Zur Versuchsdurchführung und -auswertung wird die universelle Werkstoff- und Bauteilprüfsoftware LabMaster eingesetzt. Die Prüfsoftware beinhaltet standardmäßig alle Funktionen um Zeitstandversuche und Relaxationsversuche einfach, komfortabel und übersichtlich durchzuführen. Um die Datenbank bei Langzeitversuchen schnell und handhabbar zu erhalten, kann in bestimmten Versuchsphasen die Datenerfassung reduziert werden.

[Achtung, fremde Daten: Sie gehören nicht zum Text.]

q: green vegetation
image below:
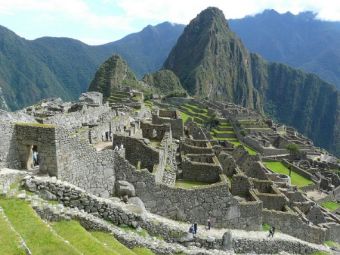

Meist sind während der Haltezeiten von Relaxationsversuchen für die Auswertung weniger Daten notwendig als beispielsweise bei der Lastaufbringung bzw. beim Entlasten.
Förderung des Forschungsvorhabens
Das Forschungsvorhaben der Industriellen Gemeinschaftsforschung (IGF) wird durch das Bundesministerium für Wirtschaft und Klimaschutz mit 400.000 Euro finanziert. Neben den Siegener Wissenschaftler*innen ist auch das Deutsche Institut für Kautschuktechnologie (DIK) in Hannover als zweite Forschungseinrichtung beteiligt. Eine Besonderheit von IGF-Projekten ist, dass auch kleine und mittlere Unternehmen (KMU) unmittelbar im Projekt involviert sind. Dies ermöglicht einen einfachen Zugang der KMU zu praxisorientierter Forschung und stärkt die Wettbewerbsfähigkeit des Mittelstands.